Republic operates under SEC regulation as a private securities platform with compliant issuance and custody systems, with underlying assets held by regulated entities. MSX collaborates with them to integrate:
Compliant private equity
SPV shareholding structures
On-chain token issuance
Trading mechanisms on the platform
This means MSX’s Pre-IPO zone is not just a “virtual mapping” but a structural innovation based on existing regulatory frameworks.
For ordinary investors, the main changes are:
No longer requiring million-dollar entry tickets.
Avoiding emotional premiums during IPO hype.
Trying to improve the lock-up period typical of traditional private placements through on-chain mechanisms.
Despite promising prospects, on-chain Pre-IPO still faces three core issues:
Regulatory boundaries are not fully clear.
Unlisted companies have complex attitudes toward tokenization.
Liquidity depth and pricing efficiency remain to be validated.

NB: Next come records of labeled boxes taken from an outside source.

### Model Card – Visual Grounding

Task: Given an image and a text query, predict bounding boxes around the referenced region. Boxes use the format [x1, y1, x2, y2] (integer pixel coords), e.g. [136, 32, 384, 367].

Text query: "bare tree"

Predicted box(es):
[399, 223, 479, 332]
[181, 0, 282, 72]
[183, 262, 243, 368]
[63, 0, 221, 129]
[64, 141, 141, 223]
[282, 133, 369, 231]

Especially for real shareholding models, expansion depends on offline resource integration, while derivatives must address information lag and manipulation risks.
On-chain Pre-IPO is not just a technical issue but a result of multiple negotiations among financial structures, regulatory systems, and corporate governance.
Millennials and Gen Z are gradually becoming the main investment force, preferring to actively allocate high-growth assets rather than relying solely on pension systems. Unlisted tech giants naturally appeal to this generation.
The emergence of on-chain Pre-IPO somewhat narrows the opportunity gap between retail and institutional investors.
But we must also be clear:
Limited information disclosure from unlisted companies
Valuations may significantly deviate from actual operations
Weak liquidity could amplify volatility
Pre-IPO is never a low-risk investment; it simply involves a different risk structure.
Conclusion: Walls Are Easing
From Robinhood’s trial, to Republic’s structured compliant issuance, to MSX integrating Pre-IPO into its tokenization ecosystem, this track is rapidly maturing.
The once-impregnable walls of the primary market are beginning to crack.
In the future, capital markets may no longer strictly distinguish between “pre-IPO” and “post-IPO,” but instead realize continuous liquidity through on-chain assets.
When ordinary investors can participate via wallets in the growth of top-tier unlisted companies worldwide, what we see is not just a new product launch but a reconfiguration of capital structures.
The era of Pre-IPO may just be beginning.